Whenever people leave I wonder what their reasons were. Were they unhappy? Did they get into an argument? Did their friends wander off? Or perhaps something else alltogether?

I try to talk to people, then. Yes, talking is hard, I get that. However, I consider not trying a personal failure. It’s not that I have the need to convince people to return. My curiousity drives me to learn their reasons for leaving so that perhaps the FC can be a more friendly place in the future with fewer reasons for members to leave.


I remember a while ago when a group of friends left. They were open to discussion and it was clear from the beginning that the group had only sought temporary refuge at The Black Crown.

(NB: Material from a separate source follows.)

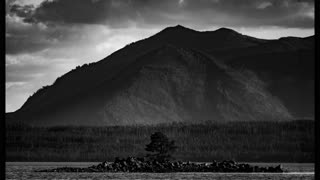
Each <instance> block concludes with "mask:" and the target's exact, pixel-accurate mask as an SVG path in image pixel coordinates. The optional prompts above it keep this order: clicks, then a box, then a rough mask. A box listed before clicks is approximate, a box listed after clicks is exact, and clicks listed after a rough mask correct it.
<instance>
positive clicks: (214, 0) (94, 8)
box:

Them leaving to start up their own Free Company was a decision that was given a lot of thought. They are still open to communication and it was a pleasure to host them as long as it lasted.

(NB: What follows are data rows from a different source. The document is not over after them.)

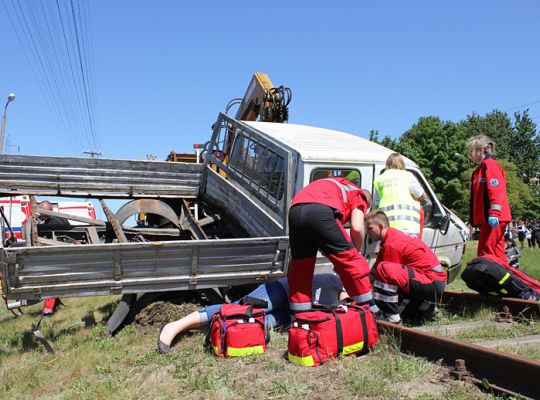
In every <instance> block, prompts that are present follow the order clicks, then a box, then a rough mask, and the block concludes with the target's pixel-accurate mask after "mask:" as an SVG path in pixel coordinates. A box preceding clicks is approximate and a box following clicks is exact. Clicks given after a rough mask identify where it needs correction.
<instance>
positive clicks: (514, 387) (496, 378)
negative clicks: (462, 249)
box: [377, 291, 540, 399]
mask: <svg viewBox="0 0 540 400" xmlns="http://www.w3.org/2000/svg"><path fill="white" fill-rule="evenodd" d="M442 303H443V305H444V306H445V307H448V308H452V309H454V308H458V307H469V308H480V307H483V306H490V307H493V308H495V309H496V310H500V311H503V312H502V313H498V315H499V314H502V315H503V316H505V318H507V319H508V320H513V319H514V317H523V318H530V319H540V304H539V303H538V302H534V301H529V300H520V299H511V298H498V297H490V296H483V295H479V294H476V293H467V292H453V291H447V292H445V293H444V296H443V301H442ZM377 325H378V327H379V329H380V331H381V332H383V333H386V334H388V335H391V336H393V337H394V338H395V339H396V340H397V341H398V343H399V345H400V351H401V352H403V353H407V354H412V355H414V356H417V357H424V358H427V359H428V360H430V361H433V362H439V363H440V362H442V363H443V364H444V365H446V366H448V367H450V368H451V372H450V373H451V375H452V376H453V377H455V378H456V379H459V380H464V381H467V382H470V383H472V384H475V385H477V386H479V387H480V388H482V389H484V390H487V391H490V392H492V393H494V394H496V395H501V396H514V397H521V398H530V399H540V363H539V362H537V361H533V360H528V359H525V358H522V357H518V356H514V355H511V354H508V353H503V352H498V351H495V350H493V349H489V348H485V347H482V346H479V345H475V344H472V343H467V342H463V341H459V340H456V339H453V338H448V337H444V336H440V335H435V334H433V333H428V332H425V331H422V330H418V329H412V328H407V327H403V326H400V325H395V324H392V323H388V322H382V321H379V322H377Z"/></svg>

I remember someone leaving who was a roamer. It’s hard to quantify how many of players are this type of person, but they did not stay long in any FC. They even said so up front and close to no one gave it a lot of thought when they left, eventually. It hit a bit harder when their partner in crime left because they had earlier stated they would not leave together, but it wasn’t completely unexpected either.

I remember talking to Kakysha’s big brother at length why he left his previous FC, how he talked about a feeling of not belonging and why he preferred to play in solitude for a while. I think he described it as feeling alone in a crowd. I’ve suggested back then that perhaps it was not the right crowd for him while at that time not directly inviting them into our FC because I felt that was tactless. I merely stated he was welcome should he ever want to join. Kakysha and her brother rarely meet - Eorzea is a big world after all, but they enjoy each other’s company tremendously.

Kakysha discussing important issues with her bigger brother in Kakysha's room

I remember my honored friend leaving with neither farewell nor complaint. It still hurts. I inquired for their reasons and received a vague answer that perhaps it was due to an argument or something that another person might have said. Polite inquiry would not reveal a more concrete answer and I respect my friend too much to be nosier, even though I’m implictly required to be since my recent promotion to a leadership position in the FC. I was merely saddened that they neither tried to talk to leadership nor the person(s) in question. Without pointing out what exactly was wrong and talking through both actions and consequences, how can we strive to improve the trust and respect that I feel we owe our members? How can I try to provide sprouts (read: newcomers still in the early stages of the game) as comfortable a home as the Seraphs provided me when I was full of disappointment about my previous FC?

Should you read this, friend, good bye but not farewell. Know that you have a place at Crown, should you want to return.


Kakysha sends her greetings from Tamamizu where’s she’s still trying to gain the favor of the Kojin people so they grant her permission to obtain a striped ray. She’s looking forward to meeting the Ananta people though because she heard they are breeding elephants. Our favorite adventurer loves elephants. She said to tell you she’s sorry this isn’t a more story-heavy post.